En outre, le jeu pathologique et les troubles liés à l'utilisation de substances ont des caractéristiques diagnostiques similaires et les taux de comorbidité sont élevés.2. Les traitements pharmacologiques et comportementaux se chevauchent. Des vulnérabilités génétiques partagées entre le jeu pathologique et les troubles liés à la toxicomanie existent3et on a observé une co-agrégation de jeu pathologique et de trouble lié à l'utilisation de substances chez les parents au premier degré d'individus présentant un jeu pathologique par rapport aux parents des témoins4.

Arguments contre une classification du jeu pathologique en tant que trouble de dépendance, comme par exemple exposé par Grant et al.1, peut être réfuté sans qu'il soit nécessaire de classer le jeu pathologique en trouble de contrôle des impulsions. L'un des arguments avancés était qu'il était prématuré de considérer le jeu pathologique comme une dépendance étant donné la découverte de facteurs de vulnérabilité génétique communs entre le jeu pathologique et la dépression majeure. Nous pensons que l’existence de ces facteurs communs peut s’expliquer autrement, étant donné que les troubles de l’humeur sont le deuxième trouble co-survenant le plus fréquent dans le jeu pathologique, après les troubles liés à l’utilisation de substances. En outre, une responsabilité génétique partagée existe également entre la dépendance à une substance (par exemple, la nicotine).5cocaïne6) et la dépression.

Un autre argument avancé1 est qu’il n’ya pas d’utilité clinique évidente à classer le jeu pathologique dans la catégorie des toxicomanies, car des méthodes de traitement autres que celles utilisées dans le traitement des troubles liés à l’utilisation de substances peuvent être utiles pour traiter cette affection. Les exemples cités sont les thérapies au lithium et à l'exposition. Cependant, le lithium pourrait probablement réduire le jeu excessif en raison de son efficacité dans le traitement des symptômes bipolaires comorbides plutôt que du jeu pathologique. per se 7. Nous sommes d’accord sur le fait que les thérapies d’exposition peuvent aider à réduire les pulsions de jeu dans le jeu pathologique. Cependant, cette approche thérapeutique a également été utilisée avec succès dans des troubles liés à l'utilisation de substances et est efficace pour réduire les pulsions médicamenteuses ou liées au médicament.8.

Enfin, en matière de prévention, la classification du jeu pathologique peut avoir un impact significatif.

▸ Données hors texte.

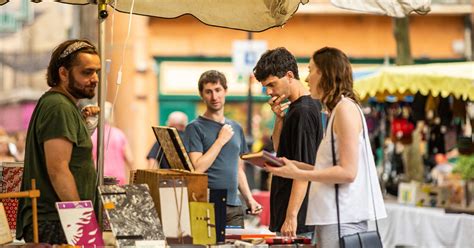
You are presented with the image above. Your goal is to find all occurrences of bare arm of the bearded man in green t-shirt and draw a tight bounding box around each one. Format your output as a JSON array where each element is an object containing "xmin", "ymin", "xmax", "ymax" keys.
[{"xmin": 44, "ymin": 138, "xmax": 81, "ymax": 201}]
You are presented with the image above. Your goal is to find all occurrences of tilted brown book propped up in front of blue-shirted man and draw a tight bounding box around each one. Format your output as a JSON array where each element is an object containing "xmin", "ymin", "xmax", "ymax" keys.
[{"xmin": 152, "ymin": 126, "xmax": 194, "ymax": 172}]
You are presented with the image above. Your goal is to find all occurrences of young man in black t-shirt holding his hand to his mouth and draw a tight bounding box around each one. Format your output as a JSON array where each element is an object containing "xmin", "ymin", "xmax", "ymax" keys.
[{"xmin": 254, "ymin": 48, "xmax": 323, "ymax": 236}]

Bien que l’apparition et l’évolution des dépendances puissent être profondément influencées par les mesures préventives9, cela n’a pas été démontré pour les troubles du contrôle des impulsions.

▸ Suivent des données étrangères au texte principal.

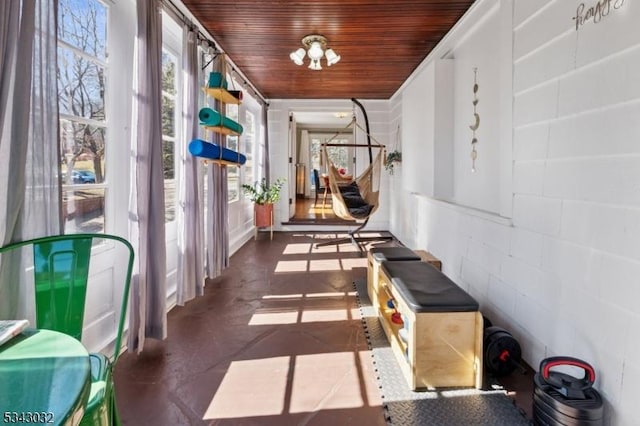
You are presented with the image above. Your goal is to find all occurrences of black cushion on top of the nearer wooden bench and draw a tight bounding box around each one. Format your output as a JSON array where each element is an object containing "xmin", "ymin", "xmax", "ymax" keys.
[{"xmin": 381, "ymin": 261, "xmax": 479, "ymax": 312}]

En résumé, les arguments avancés par Grant et al.1 ne sont pas suffisants pour contrer la classification du jeu pathologique en tant que trouble provoquant une dépendance dans DSM-5 et pour justifier une classification différente dans le prochain CIM-11. Au contraire, l'inverse est vrai. Le jeu pathologique peut être mieux compris comme une dépendance «comportementale», dans laquelle l'individu n'est pas accro à une substance chimique valorisante, mais à un comportement qui le valorise.

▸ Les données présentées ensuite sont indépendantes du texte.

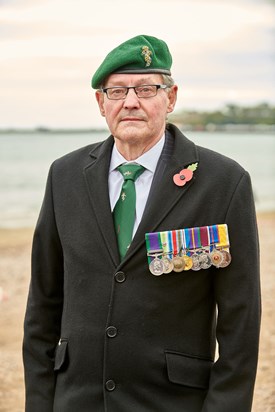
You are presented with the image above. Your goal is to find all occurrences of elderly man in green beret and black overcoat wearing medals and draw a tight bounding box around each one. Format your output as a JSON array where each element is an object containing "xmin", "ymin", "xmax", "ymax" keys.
[{"xmin": 23, "ymin": 35, "xmax": 260, "ymax": 412}]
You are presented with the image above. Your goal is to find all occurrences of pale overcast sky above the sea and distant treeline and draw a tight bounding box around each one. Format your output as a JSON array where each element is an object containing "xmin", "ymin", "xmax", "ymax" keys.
[{"xmin": 0, "ymin": 0, "xmax": 275, "ymax": 128}]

Karl Mann1, Mira Fauth-Bühler1, Susumu Higuchi2, Marc N. Potenza3, John B. Saunders4 1Département de médecine du comportement addictif et de la toxicomanie, Institut central de santé mentale, Faculté de médecine Mannheim / Université Heidelberg, Mannheim, Allemagne; 2National Hospital Organization Kurihama Medical and Addiction Center, Yokosuka, Kanagawa, Japon; 3Départements de psychiatrie, neurobiologie et centre d'étude de l'enfant et CASAColumbia, École de médecine de l'Université de Yale, New Haven, CT, États-Unis; 4Centre de recherche sur l'abus de substances chez les jeunes, Université du Queensland, Brisbane, Australie; Disciplines de psychiatrie et de médecine de la toxicomanie, Faculté de médecine, Université de Sydney, Sidney, Australie

K. Mann et JB Saunders sont membres du groupe de travail de la CIM-11 sur les troubles liés aux substances et à la dépendance. Les opinions exprimées dans cette lettre ne sont pas représentatives de celles de ce groupe de travail. K. Mann et M. Fauth ‐ Bühler ont également contribué à cet article.